Parmi les slogans récurrents: "Libérez Christophe", en référence à l'ex-boxeur Christophe Dettinger filmé en train de frapper deux gendarmes samedi dernier lors de la manifestation des "gilets jaunes" et écroué depuis dans l'attente de son procès.

"Le rendez-vous était devant Bercy pour demander à Darmanin et toute la clique du gouvernement plus de pouvoir d'achat dans le portefeuille", explique à l'AFP Gérald, un intérimaire de 44 ans venu de Dijon. "Ensuite on part faire du shopping dans Paris vers les grands magasins, les Champs-Elysées", shopping "symbolique" "parce que nous on n'a pas les moyens", a-t-il ajouté.

Quarante-trois personnes ont été interpellées à Paris depuis samedi matin, notamment pour port d'arme prohibée ou participation à un groupement en vue de commettre des violences.

Un fort dispositif policier était en outre déployé place de l'Etoile avec la présence notamment de quatre véhicules blindés à roues de la gendarmerie.

"Pour moi, le grand débat, c'est une foutaise. Nous on veut plus parler, on veut des actions", estime Charlotte, 34 ans, venue d'Albertville.

D'autres leaders du mouvement, Priscillia Ludosky et Maxime Nicolle, ont pour leur part appelé pour la première fois depuis le début des manifestations à un grand rassemblement à Bourges, selon eux "au centre de la France".

Quelques 1.500 personnes étaient rassemblées dans le calme avant le départ cette manifestation, a constaté un journaliste de l'AFP. "Ne nous arrêtons pas de rêver", leur a lancé Maxime Nicolle.

La préfecture du Cher a interdit tout rassemblement dans le centre historique, quinze interpellations préventives ont eu lieu dans la matinée et les musées, jardins et bâtiments publics de la ville demeurent fermés.

"On attend des mesures concrètes, les annonces de Macron ce sont des miettes payées par les contribuables. Il parle de faire des efforts mais c'est à eux d'en faire, il y a tellement d'abus de privilèges chez les élus", dénonce Carole Rigobert, 59 ans, auxiliaire de vie venue du Jura en voiture avec son mari.

Vendredi, le chef de l'Etat a en effet loué "le sens de l'effort", ajoutant que "les troubles que notre société traverse sont parfois dus au fait que beaucoup trop de nos concitoyens pensent qu'on peut obtenir" quelque chose "sans que cet effort soit apporté".

Il a appelé les Français à se saisir de la "très grande opportunité" que représente le grand débat, qui doit débuter mardi mais qui ne semble pas convaincre les "gilets jaunes" pour l'instant.

- 80.000 forces de l'ordre déployées-

A Rouen, le cortège réunissant quelque 2.500 personnes a été émaillé de tirs de gaz lacrymogènes en début de manifestation. Deux ou trois policiers en civil ont été frappés à coups de poing par des manifestants avant de se mettre en sécurité. A Caen, environ 2.500 personnes se sont rassemblées, selon la préfecture, dans une ambiance globalement festive.

A Strasbourg, le cortège - 1.500 personnes, selon la préfecture - a été émaillé de jets de projectiles et de grenades lacrymogènes.

Ils étaient aussi 700 à 800 à Nîmes à défiler en demandant "l'abolition de la Ve République", 3 à 400 à Nice "pour protester contre le démantèlement des rond-points", et d'autres rassemblements sont prévus un peu partout en France dans l'après-midi.

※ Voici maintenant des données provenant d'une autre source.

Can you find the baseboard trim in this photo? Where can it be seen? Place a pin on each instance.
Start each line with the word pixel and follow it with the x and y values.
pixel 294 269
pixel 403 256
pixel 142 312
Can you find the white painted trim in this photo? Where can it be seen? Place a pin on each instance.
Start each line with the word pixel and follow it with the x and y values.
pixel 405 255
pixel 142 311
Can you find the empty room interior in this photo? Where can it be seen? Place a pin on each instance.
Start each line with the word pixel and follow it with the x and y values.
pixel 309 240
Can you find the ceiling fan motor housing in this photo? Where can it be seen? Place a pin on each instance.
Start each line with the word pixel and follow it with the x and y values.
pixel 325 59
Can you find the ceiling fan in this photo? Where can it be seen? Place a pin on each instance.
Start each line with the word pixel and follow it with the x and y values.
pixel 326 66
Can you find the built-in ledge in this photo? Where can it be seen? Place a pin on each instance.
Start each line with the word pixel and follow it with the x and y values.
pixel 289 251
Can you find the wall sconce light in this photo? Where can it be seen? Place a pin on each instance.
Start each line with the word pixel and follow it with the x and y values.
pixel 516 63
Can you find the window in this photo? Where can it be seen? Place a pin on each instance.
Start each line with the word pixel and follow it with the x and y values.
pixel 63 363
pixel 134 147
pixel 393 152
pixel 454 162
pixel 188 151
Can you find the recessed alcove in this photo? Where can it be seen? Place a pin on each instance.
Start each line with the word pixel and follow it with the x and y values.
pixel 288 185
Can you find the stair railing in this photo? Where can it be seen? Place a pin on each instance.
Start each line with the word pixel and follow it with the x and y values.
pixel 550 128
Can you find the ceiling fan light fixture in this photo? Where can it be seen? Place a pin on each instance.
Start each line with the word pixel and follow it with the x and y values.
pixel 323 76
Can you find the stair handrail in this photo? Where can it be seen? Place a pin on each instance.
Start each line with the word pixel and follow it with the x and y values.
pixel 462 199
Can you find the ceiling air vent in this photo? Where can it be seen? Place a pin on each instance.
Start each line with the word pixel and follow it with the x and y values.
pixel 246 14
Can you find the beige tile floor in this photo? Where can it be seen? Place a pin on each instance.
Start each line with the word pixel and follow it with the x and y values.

Le niveau de mobilisation des forces de l'ordre a retrouvé son niveau de la mi-décembre avec 80.000 forces de l'ordre déployées, dont 5.000 à Paris.

Les images des émeutes dans les rues de Paris notamment le 1er décembre avaient choqué en France mais aussi à l'étranger, entrainant une baisse du nombre de touristes dans la capitale ces derniers mois.

Depuis le début du mouvement, 10 personnes sont décédées sur des points de blocage et plus de 1.600 personnes ont été blessées dont 58 gravement. Vendredi soir, un homme qui participait à un barrage filtrant de "gilets jaunes" sur une autoroute en Belgique est mort renversé par un camion.